The expectation in optimum-habana function gaudi_gpt_bigcode_model_forward() is for past_key_values to be a list of tensors and it is for the above cases. However, output.past_key_values received in first forward pass here: https://github.com/huggingface/tgi-gaudi/blob/habana-main/server/text_generation_server/models/causal_lm.py#L782 is a list of tensors but before the second pass it becomes a list of tuples due to attach_kv_cache() function (code: https://github.com/huggingface/tgi-gaudi/blob/habana-main/server/text_generation_server/models/causal_lm.py#L253 ) which is incompatible with optimum-habana.

I can help fix this but need clarification of which datatype/behavior to honor:

Expected behavior

Server starts up and runs model warmup successfully and waits for requests.

kdamaszk commented 5 months ago

@vidyasiv thank you for raising this issue. I think that tgi-gaudi should support different types of KV cache. However, not only data type is different here, but overall tensor shape and content, am I right? At this moment tgi-gaudi assumes that KV cache shape is like Llama's - it is a list of tuples with tensors of shape [batch_size, num_heads, seq_length, head_dim].

vidyasiv commented 5 months ago

Thanks for explaining! Although I am confused at kv cache related code in two places i.e both tgi-gaudi and optimum-habana. Is there difference in what is implemented in each repository?

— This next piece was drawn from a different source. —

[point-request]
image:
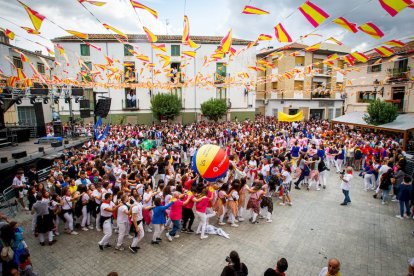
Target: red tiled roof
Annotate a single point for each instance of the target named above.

kdamaszk commented 5 months ago

What exactly is not clear? In tgi-gaudi there is only aligning data in KV cache (like shift-left operation, new request insert etc.). However, due to that operations we cannot use reuse cache flow, as KV cache has to be available from outside of the model. Communication between tgi-gaudi and optimum-habana is done mostly by forward() function and input / output arguments (one of them is KV cache).